Accords de Ségur, dernier arpège. Nicole Notat, qui a mis en musique la concertation depuis le 25 mai , doit remettre ce mardi son rapport à Olivier Véran. Dans la foulée, le ministre de la Santé, entouré de la secrétaire d’Etat à l’Autonomie, Brigitte Bourguignon, et des ministres en charge de la Recherche (Frédéric Vidal) et des Territoires (Jacqueline Gourault), va clore le Ségur avec une trentaine de mesures. Ces décisions seront « restructurantes » pour le système de santé, a-t-il promis sur France Info.
Agacé des critiques sur le volet salarial du Ségur , ficelé une semaine auparavant, Olivier Véran a d’abord souligné l’importance de l’effort financier consenti. Une infirmière pourra gagner plus de 450 euros par mois en cumulant les 183 euros nets de revalorisation, la révision des grilles et les nouveaux forfaits d’heures supplémentaires, a-t-il fait valoir.
6 milliards d’investissement
De plus, le ministre s’apprête à dévoiler un plan de 6 milliards d’euros d’investissements dans l’hôpital public et privé et le secteur médico-social, s’ajoutant à la reprise de 13 milliards d’euros de dette des établissements (dont 3 milliards de frais financiers), qui devrait dégager plusieurs centaines de millions d’euros de capacité d’autofinancement chaque année. Le plan d’investissement s’étalera-t-il jusqu’en 2022 comme la reprise de dette, ou jusqu’en 2024 ? La Fédération hospitalière de France (FHF) réclamait au départ près de 2 milliards d’argent frais par an.
Mais le but du Ségur n’était pas uniquement de parler de gros sous. La crise du coronavirus a montré que l’hôpital était plus efficace lorsque les professionnels de terrain se voyaient confier les responsabilités. D’où la demande d’une réforme de la gouvernance. « Nous allons débureaucratiser, nous allons simplifier », a promis lundi Olivier Véran.

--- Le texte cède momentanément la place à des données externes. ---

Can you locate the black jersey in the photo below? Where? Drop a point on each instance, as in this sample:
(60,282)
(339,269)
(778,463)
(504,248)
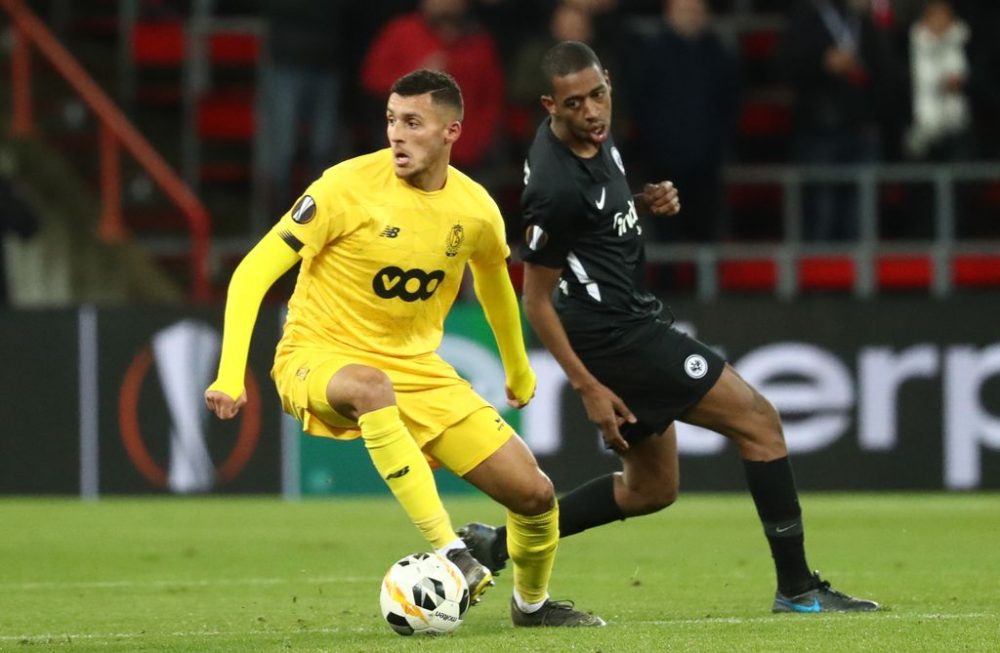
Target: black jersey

Fin de non-recevoir sur la gouvernance nationale
Le fonctionnement des établissements peut être amélioré : par exemple, ne pas imposer la création de pôles dans un hôpital local, assouplir les contraintes des marchés publics, permettre aux services d’acheter du petit équipement. Mais Marc Bourquin, conseiller stratégie à la FHF, déplore la « fin de non-recevoir » opposée jusqu’à présent à la demande d’une simplification de la gouvernance nationale. « Ce n’est plus possible d’avoir une politique du ministère et une politique de l’Assurance-maladie, plus une administration centrale distincte pour l’hôpital ou le médico-social », regrette-t-il.

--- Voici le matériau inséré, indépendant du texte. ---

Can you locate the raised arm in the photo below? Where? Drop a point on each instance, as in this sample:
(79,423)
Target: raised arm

Côté gouvernance hospitalière, un modus vivendi semble avoir été trouvé entre les administratifs et les médecins. « Nous sommes très favorables aux propositions du rapport Claris sur la codécision, la dénomination et le renforcement du rôle des services », commente Thierry Godeau, président de la conférence des présidents de commission médicale d’établissement. Autrement dit, le directeur général peut bien être un haut fonctionnaire, si les médecins sont associés au choix des chefs de service ou de pôle et consultés en amont sur les grandes orientations financières. « Cela permettrait à tous d’être au clair sur les contraintes budgétaires qui pèsent sur les décisions du management », approuve Marc Bourquin.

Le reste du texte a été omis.